Décision
judiciaire par laquelle un tribunal contraint un individu à se
soumettre et à subir une peine qui lui est infligée, en vertu de
l’application de la loi. Une condamnation est toujours arbitraire
et ridicule. Arbitraire, parce qu’il n’appartient à personne, le
droit de juger son prochain ; et ridicule, car il est impossible de
déterminer la somme de souffrance et de peine qui peuvent réprimer
un crime ou un délit.

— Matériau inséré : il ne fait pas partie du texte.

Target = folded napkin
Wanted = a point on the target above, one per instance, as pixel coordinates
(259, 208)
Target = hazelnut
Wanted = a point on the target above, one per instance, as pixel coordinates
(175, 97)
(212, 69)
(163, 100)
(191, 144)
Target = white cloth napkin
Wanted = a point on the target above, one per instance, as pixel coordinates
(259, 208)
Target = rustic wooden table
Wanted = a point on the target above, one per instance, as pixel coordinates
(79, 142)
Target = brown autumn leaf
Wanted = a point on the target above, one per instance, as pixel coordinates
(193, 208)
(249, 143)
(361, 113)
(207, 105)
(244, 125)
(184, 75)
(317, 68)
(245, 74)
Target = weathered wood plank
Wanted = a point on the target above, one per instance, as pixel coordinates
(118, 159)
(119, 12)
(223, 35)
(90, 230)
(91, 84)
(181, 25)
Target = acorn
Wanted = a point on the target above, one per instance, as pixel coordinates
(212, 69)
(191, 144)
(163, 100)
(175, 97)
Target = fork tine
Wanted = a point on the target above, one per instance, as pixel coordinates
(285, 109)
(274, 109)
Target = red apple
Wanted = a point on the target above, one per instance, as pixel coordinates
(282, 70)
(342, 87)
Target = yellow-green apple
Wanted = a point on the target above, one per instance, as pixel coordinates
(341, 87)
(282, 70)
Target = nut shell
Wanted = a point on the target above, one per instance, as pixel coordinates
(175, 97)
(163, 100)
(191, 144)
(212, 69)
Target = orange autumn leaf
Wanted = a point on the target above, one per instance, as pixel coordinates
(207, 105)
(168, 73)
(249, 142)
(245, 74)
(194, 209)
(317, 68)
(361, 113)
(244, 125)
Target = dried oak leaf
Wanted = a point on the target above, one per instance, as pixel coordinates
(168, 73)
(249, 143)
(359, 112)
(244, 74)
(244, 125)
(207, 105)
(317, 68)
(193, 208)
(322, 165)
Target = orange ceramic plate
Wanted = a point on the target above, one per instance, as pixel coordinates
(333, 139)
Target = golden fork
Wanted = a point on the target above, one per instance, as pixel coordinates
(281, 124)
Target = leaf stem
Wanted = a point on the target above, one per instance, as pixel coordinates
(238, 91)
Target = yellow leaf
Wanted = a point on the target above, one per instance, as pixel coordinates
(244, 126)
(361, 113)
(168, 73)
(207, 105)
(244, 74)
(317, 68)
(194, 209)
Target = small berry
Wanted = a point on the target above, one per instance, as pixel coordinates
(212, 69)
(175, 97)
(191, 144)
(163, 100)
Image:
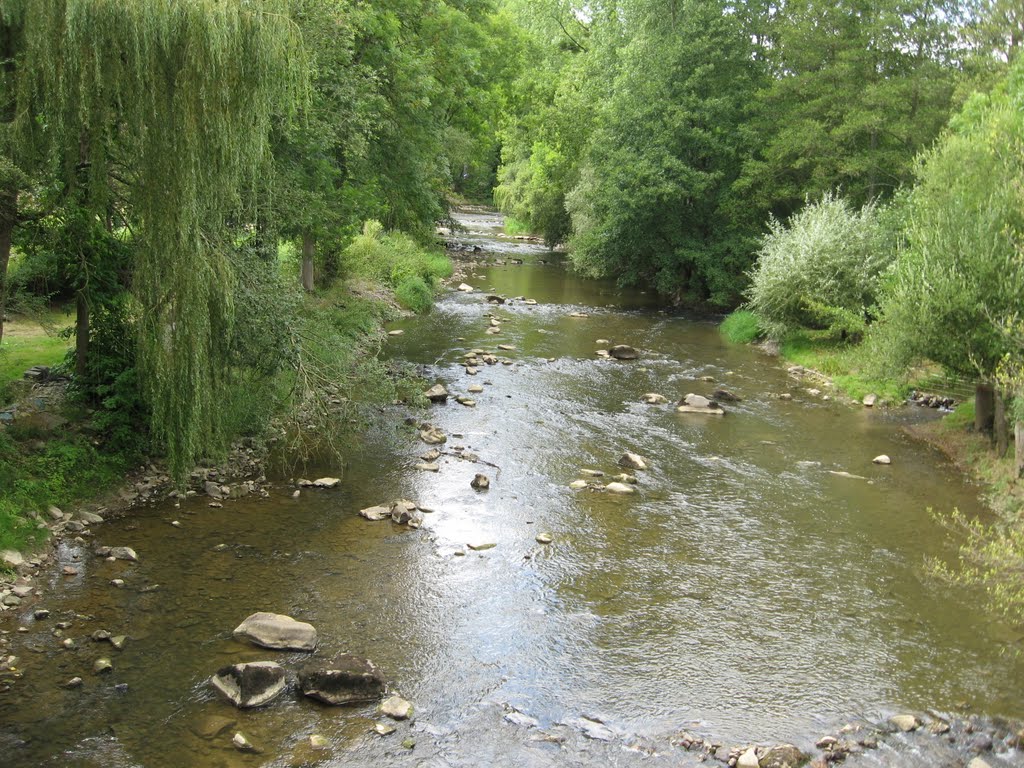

Il est vrai que la loi bourgeoise prétend ne
pas s’inspirer du talion, et que son désir n’est pas d’infliger
au coupable une douleur égale à celle subie par sa victime, mais de
rappeler à celui qui enfreint la loi, l’observation de ses devoirs
sociaux ; elle
ajoute
que l’isolement du reste du monde est salutaire au coupable et que
la réflexion et la méditation le guérissent de l’envie de fouler
à nouveau les lois de la « Justice ». Or, il a été maintes et
maintes fois démontré que les condamnations à une détention plus
ou moins longue, ne guérissaient pas un coupable et que, bien au
contraire, une fois subie, la première peine était suivie d’autres
délits et d’autres peines, et que par
conséquent
les bienfaits de la condamnation ne se manifestaient jamais. Il y a
diverses catégories de condamnations ; d’abord celles de droit
commun et celles d’ordre politique. Les unes comme les autres sont
infligées en vertu d’infractions à la loi bourgeoise, et c’est
ce qui explique que les prisons ne sont peuplées en majorité que
par de pauvres bougres, car ceux qui détiennent, ne serait ce qu’une
parcelle du Capital, ne subissent jamais de condamnations criminelles
; il leur arrive parfois d’encourir des condamnations civiles, qui
ne sont jamais bien pénibles.
Dans
le domaine du droit commun, la condamnation recrute ses victimes
parmi les « voleurs », les « meurtriers » et encore parmi les
ouvriers en révolte, qui, en vertu des libertés républicaines, se
permettent de descendre dans la rue pour réclamer leur « droit à
la vie ».
Dans
sa brochure « Pourquoi j’ai cambriolé », Jacob souligne que
celui qui possède la fortune n’a jamais besoin d’user de
procédés illégaux pour arriver à vivre, et que par conséquent il
ne peut jamais être condamné comme voleur. En effet, on ne
s’explique pas pour quelles raisons M. de Rotschild ou M. Loucheur
iraient cambrioler. Il en est de même pour le meurtre, qui, deux
fois sur dix, a le vol pour mobile ; quant aux meurtres passionnels,
qui ont quelquefois pour théâtre le terrain de la bourgeoisie, on
connaît l’indulgence des tribunaux vis-à-vis des inculpés. Pour
les grèves, ce sont encore les ouvriers qui en sont les victimes, et
c’est sur eux que retombent toutes les responsabilités. On peut
donc conclure en disant que ce n’est jamais la classe privilégiée
qui subit les condamnations, mais les hommes issus de la classe
opprimée.
Quant
aux condamnations politiques, il arrive de temps en temps un accident
aux représentants de la bourgeoisie, mais c’est excessivement
rare, et en général ce ne sont que les révolutionnaires de gauche
qui peuplent les prisons. La condamnation est donc une arme
bourgeoise, inutile en soi, car elle ne change absolument rien et ne
maintient même pas l’ordre bourgeois, et son unique utilité
serait peut-être de nourrir une armée de parasites qui ne sauraient
que faire si on leur retirait le pouvoir de condamner.